I would recommend "bone support." You shouldn't be _holding_ the book up, but
resting it somehow. Angle your arm so you don't have to use muscle, or it'll
become painful.

I don't know if that's a good term for it, but that's what they called it when
we were learning to shoot in the Marine Corps. Same idea. :-)

------
albahk
Undertake a small 'home-improvement' task that takes no more than an hour or
two. After spending so much time in computer systems solving problems, fixing
a real-life bug or enhancement in my flat is strangely satisfying.

e.g.

    
    
      - finally get that TV/DVD/Stereo setup the right way;
      - replace the dodgy doorbell
      - throw out old crap
      - repaint a room (if you make a mistake, just paint over it)
    

(edit:formatting)

------
chopsueyar
My girlfriend and I like to roleplay as _Atlas Shrugged_ characters.

She dresses up as Dagny Taggart.

------
Zev
Draw.
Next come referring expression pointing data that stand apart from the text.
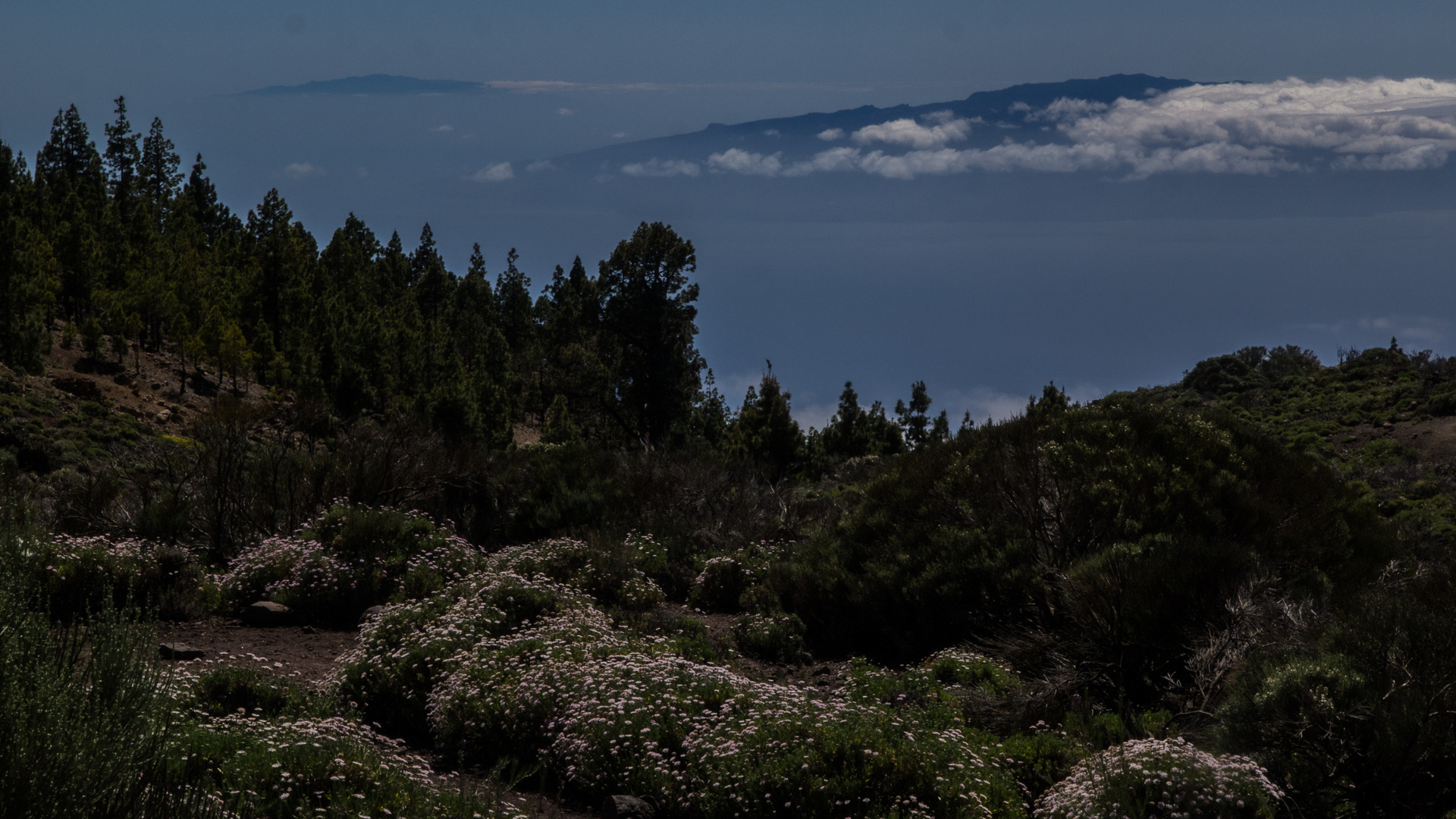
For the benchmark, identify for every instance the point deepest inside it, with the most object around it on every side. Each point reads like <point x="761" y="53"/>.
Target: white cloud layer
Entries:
<point x="661" y="168"/>
<point x="915" y="134"/>
<point x="302" y="169"/>
<point x="740" y="161"/>
<point x="497" y="172"/>
<point x="1225" y="129"/>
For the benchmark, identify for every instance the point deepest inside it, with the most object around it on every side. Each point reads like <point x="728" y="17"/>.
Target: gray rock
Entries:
<point x="180" y="651"/>
<point x="626" y="808"/>
<point x="267" y="613"/>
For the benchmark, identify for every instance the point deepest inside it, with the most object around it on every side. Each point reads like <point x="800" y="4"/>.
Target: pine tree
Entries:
<point x="28" y="275"/>
<point x="123" y="159"/>
<point x="161" y="178"/>
<point x="648" y="318"/>
<point x="764" y="430"/>
<point x="855" y="431"/>
<point x="913" y="417"/>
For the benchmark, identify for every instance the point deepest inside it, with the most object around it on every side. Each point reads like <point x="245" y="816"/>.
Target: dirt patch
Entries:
<point x="829" y="675"/>
<point x="296" y="653"/>
<point x="1435" y="438"/>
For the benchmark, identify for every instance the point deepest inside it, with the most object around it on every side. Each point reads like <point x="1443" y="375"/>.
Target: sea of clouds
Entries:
<point x="1286" y="126"/>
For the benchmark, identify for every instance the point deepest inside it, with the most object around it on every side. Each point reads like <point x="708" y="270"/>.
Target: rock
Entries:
<point x="77" y="387"/>
<point x="180" y="651"/>
<point x="626" y="808"/>
<point x="267" y="613"/>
Its nice when the refresh rate of what I'm looking at is how often I
blink.

------
bherms
I read in my hammock. <http://Eaglesnestoutfittersinc.com> has the worlds best
hammock. Bought one in 2002 and might say it's the best thing I've ever
purchased. I can toss it up almost anywhere in a matter of seconds, kick back
and read, take a nap, and then get back to work.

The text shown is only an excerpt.